Other side benefits of the GPS tracking system include the statistical data that can be gleaned from thousands of vehicle miles being tracked by location, giving the ODOT valuable information about where driving takes place the most and which roads, bridges, etc. are most often utilized and when. This could potentially change how maintenance is undertaken.
There are controversies with a VMT, of course. The most significant are privacy concerns. Because the system tracks the person and, theoretically, tracks them not just by mileage driven, but by where and when the driving took place, there are civil liberties concerns about privacy. This is understandable and is the chief argument against a VMT system such as this one. Solving this problem is not going to be easy.

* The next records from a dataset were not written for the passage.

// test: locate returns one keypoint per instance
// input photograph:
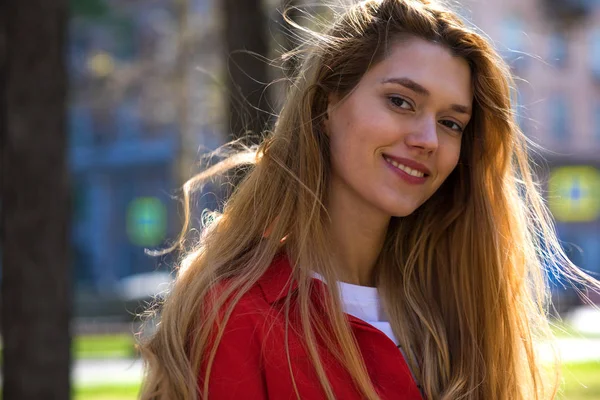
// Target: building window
(513, 42)
(558, 117)
(520, 109)
(595, 52)
(596, 120)
(558, 49)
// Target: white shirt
(363, 303)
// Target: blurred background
(153, 85)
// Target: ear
(332, 100)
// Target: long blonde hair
(463, 278)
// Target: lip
(410, 163)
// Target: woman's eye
(452, 125)
(400, 103)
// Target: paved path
(98, 372)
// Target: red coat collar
(278, 280)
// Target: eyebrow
(420, 89)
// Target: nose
(423, 135)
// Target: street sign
(574, 193)
(146, 221)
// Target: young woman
(389, 241)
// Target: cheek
(450, 158)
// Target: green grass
(561, 329)
(104, 346)
(107, 392)
(581, 381)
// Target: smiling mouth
(404, 168)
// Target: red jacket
(251, 361)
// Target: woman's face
(396, 137)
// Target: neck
(358, 233)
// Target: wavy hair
(462, 279)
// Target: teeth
(406, 169)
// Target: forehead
(430, 64)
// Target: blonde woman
(387, 242)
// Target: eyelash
(394, 99)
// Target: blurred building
(553, 47)
(145, 101)
(131, 123)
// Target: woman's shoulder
(260, 298)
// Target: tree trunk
(35, 200)
(246, 44)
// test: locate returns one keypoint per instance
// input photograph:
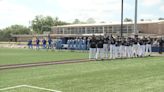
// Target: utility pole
(135, 17)
(122, 15)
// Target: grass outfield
(19, 56)
(129, 75)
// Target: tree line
(41, 24)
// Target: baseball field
(121, 75)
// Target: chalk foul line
(29, 86)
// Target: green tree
(76, 21)
(5, 34)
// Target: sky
(23, 11)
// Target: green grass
(127, 75)
(19, 56)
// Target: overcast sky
(22, 11)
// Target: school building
(151, 28)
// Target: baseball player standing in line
(99, 53)
(112, 48)
(92, 48)
(105, 46)
(149, 46)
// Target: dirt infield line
(14, 66)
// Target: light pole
(122, 14)
(135, 17)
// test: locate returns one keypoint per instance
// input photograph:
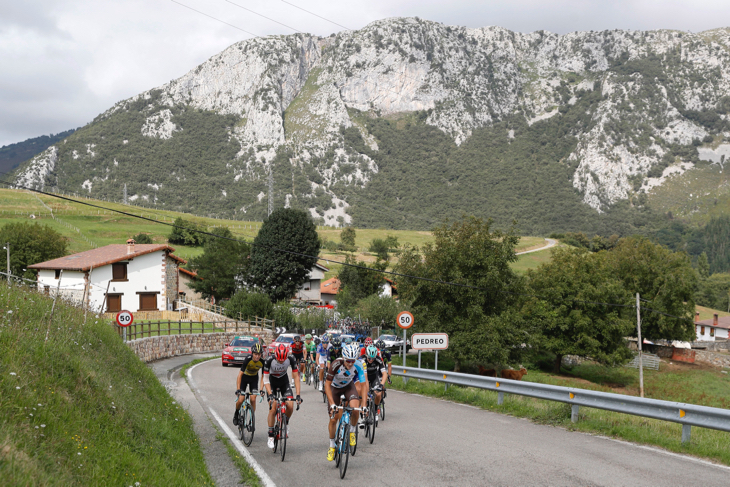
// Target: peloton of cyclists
(345, 376)
(276, 379)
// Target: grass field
(77, 407)
(688, 383)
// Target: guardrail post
(686, 433)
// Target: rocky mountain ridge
(292, 103)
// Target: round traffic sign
(405, 319)
(124, 318)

Another problem comes from the electric vehicle community. Some EV drivers are complaining that the system unfairly benefits those who drive “gas guzzlers” and de-incentivizes the use of fuel efficient vehicles. The concern comes from the fact that the rate is flat across the board, so the driver of an electric, for example, pays the same amount as the driver of a Hummer for the miles driven. These concerns have some merit, but if the OReGO system becomes state-wide, most of the arguments EV drivers are making fall flat. Currently, EVs are a part of the reason road use tax coffers are running low. This would remedy that. Other proposals to include vehicle weights in the tax also have merit, as heavier vehicles cause more road wear than do lighter ones. This would also allay concerns from efficient vehicle owners, as more efficient vehicles also tend to be lighter.
Finally, economics have pointed out a likely fatal flaw in the VMT idea: it doesn’t account for inflation. One of the reasons the taxes collected at the pump are no longer sufficient is that costs have gone up. The same mile of roadway thirty years ago was far cheaper, in dollars, to maintain than it is today. Inflation raises costs and flat taxation systems like the VMT do not adjust for that. The counter to this argument, of course, is to have the tax change annually, bi-annually, or at some other interval to account for inflationary forces. Today’s 1.5 cents per mile can become tomorrow’s 2 cents per mile.
Other ideas for collecting a more fairly-balanced road use tax have been proposed as well. One compelling plan has been to convert all highways and freeways to toll roads similar to the express and tollways often found in metropolitan areas. Current technology has improved to the point that vehicle identification systems, such as license plate cameras, can capture the majority of the vehicles on a roadway and automatically tie the vehicle to the name and address of an owner. The system becomes largely automated and at scale, it is relatively inexpensive to implement. There are, of course, negatives to this idea, as with any other.
Another proposal involves taxing vehicle licensing, tires, or other universally-required items on a vehicle. Washington State, for example, now charges electric car owners $100 a year on top of their vehicle licensing fees. That money goes to the highway fund. Although that is merely a stop-gap, it could be a hint at another option: quarterly or annual charges for road use at a flat rate. This also has obvious down sides.
Why Oregon’s VMT is Going to Become Yours
The great experiment happening in Oregon is very likely to prove that a vehicle mile tax is viable as a replacement for fuel taxes. If it does, like the fuel tax Oregon began a century ago, it is going to catch on and spread quickly. Other states will adopt the system in order to avoid bankrupting their highway funds.
How long this would take is anyone’s guess, but after fourteen years of study and discussion, Oregon has decided to take this first bold step. We can likely expect to see it become statewide there within a decade; probably sooner than later. From there, other states are likely to be quick to adopt. So the VMT idea being tested now in Oregon may become national in thirty years or less.